Module: Parse::Retrieval::Chunker
- Defined in:
- lib/parse/retrieval/chunker.rb
Overview
Pluggable text-chunking strategies for the retrieval layer.
A chunker splits a source document's text into smaller, overlapping
windows for presentation. retrieve fetches the
top-k whole records via Atlas $vectorSearch, then runs each
record's text field through a chunker so callers get focused,
citable passages rather than whole documents.

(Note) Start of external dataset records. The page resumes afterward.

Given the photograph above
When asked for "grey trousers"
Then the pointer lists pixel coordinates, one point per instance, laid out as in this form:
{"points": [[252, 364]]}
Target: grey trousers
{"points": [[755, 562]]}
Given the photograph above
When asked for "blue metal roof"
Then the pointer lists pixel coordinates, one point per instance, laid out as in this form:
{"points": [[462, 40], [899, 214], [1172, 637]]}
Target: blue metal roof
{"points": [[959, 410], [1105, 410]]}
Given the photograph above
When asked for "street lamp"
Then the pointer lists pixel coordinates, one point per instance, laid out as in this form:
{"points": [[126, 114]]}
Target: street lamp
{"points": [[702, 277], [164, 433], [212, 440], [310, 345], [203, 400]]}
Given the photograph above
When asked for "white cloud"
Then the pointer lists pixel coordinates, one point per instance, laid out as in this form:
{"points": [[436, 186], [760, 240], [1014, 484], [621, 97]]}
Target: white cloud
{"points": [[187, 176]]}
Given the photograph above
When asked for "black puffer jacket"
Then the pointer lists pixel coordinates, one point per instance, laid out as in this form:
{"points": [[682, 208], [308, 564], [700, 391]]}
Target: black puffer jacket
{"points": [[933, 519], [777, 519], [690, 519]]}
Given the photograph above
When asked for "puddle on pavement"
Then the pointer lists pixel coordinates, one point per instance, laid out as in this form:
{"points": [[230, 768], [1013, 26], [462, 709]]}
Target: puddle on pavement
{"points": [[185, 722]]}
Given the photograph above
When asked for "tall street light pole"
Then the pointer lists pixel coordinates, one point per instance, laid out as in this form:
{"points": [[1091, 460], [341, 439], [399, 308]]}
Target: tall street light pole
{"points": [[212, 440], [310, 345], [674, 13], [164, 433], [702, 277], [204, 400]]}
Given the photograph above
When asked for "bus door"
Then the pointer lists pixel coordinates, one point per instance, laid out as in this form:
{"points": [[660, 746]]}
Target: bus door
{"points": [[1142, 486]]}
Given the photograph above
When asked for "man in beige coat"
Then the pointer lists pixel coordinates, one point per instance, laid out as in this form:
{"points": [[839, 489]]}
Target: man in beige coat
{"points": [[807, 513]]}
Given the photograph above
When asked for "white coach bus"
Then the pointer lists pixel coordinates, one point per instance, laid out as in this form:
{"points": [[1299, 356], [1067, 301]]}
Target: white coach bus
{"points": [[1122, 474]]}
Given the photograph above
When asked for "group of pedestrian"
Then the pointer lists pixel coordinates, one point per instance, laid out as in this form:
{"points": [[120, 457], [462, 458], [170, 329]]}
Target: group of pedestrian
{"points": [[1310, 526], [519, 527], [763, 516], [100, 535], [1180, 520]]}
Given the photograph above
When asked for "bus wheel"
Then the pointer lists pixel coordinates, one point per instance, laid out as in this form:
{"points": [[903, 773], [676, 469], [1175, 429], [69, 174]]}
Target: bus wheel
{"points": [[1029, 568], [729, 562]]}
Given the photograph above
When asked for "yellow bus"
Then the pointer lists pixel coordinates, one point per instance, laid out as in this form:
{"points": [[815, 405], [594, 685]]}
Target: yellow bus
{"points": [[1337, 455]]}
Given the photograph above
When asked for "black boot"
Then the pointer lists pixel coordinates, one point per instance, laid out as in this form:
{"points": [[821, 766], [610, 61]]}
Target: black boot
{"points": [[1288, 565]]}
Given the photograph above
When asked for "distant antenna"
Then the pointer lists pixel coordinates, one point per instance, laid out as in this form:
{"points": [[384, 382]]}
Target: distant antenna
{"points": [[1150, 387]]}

== Presentation chunking, not embedding chunking
Embedding remains one-vector-per-record (see Core::EmbedManaged). Chunking here is purely a presentation step applied after retrieval: every chunk produced from a document inherits that document's single vector-search score. The chunker never calls an embedding provider.
== Extending
FixedSizeOverlap is the default and the only strategy shipped. Subclass Base for semantic, sentence-aware, or true token-aware chunking:
class SentenceChunker < Parse::Retrieval::Chunker::Base def chunk(text) normalize(text).split(/(?<=[.!?])\s+/) end end
Parse::Retrieval.retrieve( query: "onboarding steps", klass: KnowledgeArticle, chunker: SentenceChunker.new, )
Defined Under Namespace
Classes: Base, FixedSizeOverlap